- District courts need only determine whether plaintiffs' evidence proves that a common question is capable of class-wide resolution.
- There is no per se rule preventing certification of a class that includes more than a de minimis number of uninjured class members.
In Olean Wholesale Grocery Co-op Inc v. Bumble Foods LLC, No. 19-56514 Dkt. No. 186-1 (9th Cir. Apr. 8, 2022), an en banc Ninth Circuit panel overturned a previous Ninth Circuit decision in this litigation, finding that the district court did not abuse its discretion in certifying three classes of purchasers in their price fixing case against the three largest American producers of packaged tuna.
The key takeaway from the ruling pertains to the level of evidence needed for the district court to find that the Rule 23 common question requirement has been satisfied. Writing for the majority, Circuit Judge Sandra Ikuta held that "a district court is limited to resolving whether the evidence establishes that a common question is capable of class-wide resolution, not whether the evidence in fact establishes that Plaintiffs would win at trial." Opinion at 26. Further, "a district court cannot decline certification merely because it considers plaintiffs' evidence relating to the common question to be unpersuasive and unlikely to succeed in carrying the plaintiffs' burden of proof [at trial]." Opinion at 28.

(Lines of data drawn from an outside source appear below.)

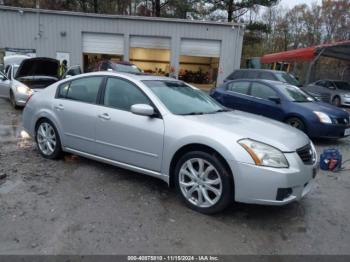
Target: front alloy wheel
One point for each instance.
(48, 140)
(204, 182)
(200, 182)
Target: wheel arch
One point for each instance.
(46, 115)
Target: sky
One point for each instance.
(292, 3)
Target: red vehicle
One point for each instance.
(117, 66)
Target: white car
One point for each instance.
(25, 75)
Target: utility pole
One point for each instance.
(37, 6)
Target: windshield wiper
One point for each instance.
(192, 114)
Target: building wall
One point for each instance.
(43, 32)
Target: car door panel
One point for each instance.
(126, 137)
(129, 138)
(78, 124)
(76, 108)
(4, 86)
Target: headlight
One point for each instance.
(264, 155)
(324, 118)
(22, 89)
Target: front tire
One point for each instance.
(47, 140)
(203, 182)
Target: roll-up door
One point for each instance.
(150, 42)
(98, 43)
(203, 48)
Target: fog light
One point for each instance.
(283, 193)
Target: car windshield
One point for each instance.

The 8-2 majority decision comes despite the district court failing to resolve conflicting expert testimony offered by defendants, including statistical analyses that purported to show that 28 percent of the class did not suffer injury, thereby rejecting a per se rule suggested by the prior Ninth Circuit panel that "Rule 23 does not permit the certification of a class that potentially includes more than a de minimis number of uninjured class members." Opinion at 30-31.
In his dissent, Circuit Judge Kenneth Lee cautioned that the common question issue must be resolved at the class certification stage, rather than being "punted" to trial. He emphasized his concern with the practical implications of the majority's holding and its failure to consider the district court's role as gatekeeper, writing that the district court "held it would leave the issue [of a common question] for another day at trial . . . that day will likely never come to pass because class action cases almost always settle once a court certifies a class." Opinion at 65.
The story is not likely to end here - given the split between circuits and within the Ninth Circuit, the decision seems ripe for a petition for certiorari with the Supreme Court.